Growth in list prices is down 3 percentage points since the end of August, but pending sales were still up 30%
Key housing market takeaways for 434 U.S. metro areas during the 4-week period ending September 27:
- The median home sale price increased 14% year over year to $319,769—the highest on record. The 14% jump was the largest since August 2013. Since the four-week period ending July 5, home prices have increased 6.5%. Over that same period in 2018 and 2019, prices declined an average of 4.2%.
- The median asking price of new listings was up 12.8% from a year earlier. This growth rate has been declining since the four-week period ending August 30, when it peaked at 15.7%.
- Pending home sales climbed 30% year over year.
- New listings of homes for sale were up 5% from a year earlier. Year-over-year growth in new listings have been above 5% since the four-week period ending August 16.
- Active listings (the number of homes listed for sale at any point during the period) fell 28% from 2019 to a new all-time low. The rate of year-over-year supply declines has remained consistent at this level for the past few months.
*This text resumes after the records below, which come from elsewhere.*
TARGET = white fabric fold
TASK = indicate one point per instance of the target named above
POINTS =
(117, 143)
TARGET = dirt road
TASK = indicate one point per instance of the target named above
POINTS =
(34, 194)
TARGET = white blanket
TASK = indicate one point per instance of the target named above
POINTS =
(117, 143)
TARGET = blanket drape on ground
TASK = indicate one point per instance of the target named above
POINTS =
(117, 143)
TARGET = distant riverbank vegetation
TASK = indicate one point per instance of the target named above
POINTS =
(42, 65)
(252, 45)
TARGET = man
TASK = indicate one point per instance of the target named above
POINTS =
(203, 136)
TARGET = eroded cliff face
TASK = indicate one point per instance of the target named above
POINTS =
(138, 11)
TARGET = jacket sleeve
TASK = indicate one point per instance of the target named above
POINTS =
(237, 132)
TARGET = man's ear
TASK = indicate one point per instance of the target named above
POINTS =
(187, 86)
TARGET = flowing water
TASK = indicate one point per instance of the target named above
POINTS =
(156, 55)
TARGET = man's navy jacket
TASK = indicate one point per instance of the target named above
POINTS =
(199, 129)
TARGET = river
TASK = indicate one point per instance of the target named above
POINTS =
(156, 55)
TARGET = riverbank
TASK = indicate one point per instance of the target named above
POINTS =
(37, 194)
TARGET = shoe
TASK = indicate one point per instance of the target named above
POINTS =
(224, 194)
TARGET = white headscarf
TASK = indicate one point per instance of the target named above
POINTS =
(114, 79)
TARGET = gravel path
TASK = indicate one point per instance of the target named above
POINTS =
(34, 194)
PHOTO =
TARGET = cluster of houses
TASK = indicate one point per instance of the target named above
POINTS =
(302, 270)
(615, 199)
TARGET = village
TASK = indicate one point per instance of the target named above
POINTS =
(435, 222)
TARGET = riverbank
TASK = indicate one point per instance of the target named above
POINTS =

- 45.8% of homes that went under contract had an accepted offer within the first two weeks on the market. This has also held relatively steady for the last 17 weeks.
- The average sale-to-list price ratio, which measures how close homes are selling to their asking prices, rose to 99.4%—an all-time high and 1.2 percentage points higher than a year earlier.
- For the week ending September 27, the seasonally adjusted Redfin Homebuyer Demand Index was up 34.8% from pre-pandemic levels in January and February.
- Mortgage applications decreased 2% week over week during the week ending September 25. For the week ending October 1, 30-year mortgage rates fell to 2.88%. Rates have been below 3% since late July.
“The question on everyone’s mind is ‘how fast can prices keep rising?’,” said Redfin chief economist Daryl Fairweather. “Although the housing market is still red-hot, there are some early signs we may be nearing peak price growth. Sellers’ asking prices are still up significantly from last year, but by a lower rate than they were growing during the summer. Mortgage applications are also beginning to wane, and more new listings are coming onto the market. This is likely to be as good as it gets for home sellers, who definitely have had it very good for a very long time.”
Lack of strong growth in new listings is likely a direct result of the ongoing pandemic. In a recent survey of over 1,400 homebuyers and sellers, 20% of respondents said that now is a bad time to sell a home, up from just 9% in the first quarter of the year. In the same survey 38% of home sellers said that they have health or safety concerns due to the coronavirus pandemic, compared to just 8% of homebuyers who cited coronavirus as a concern.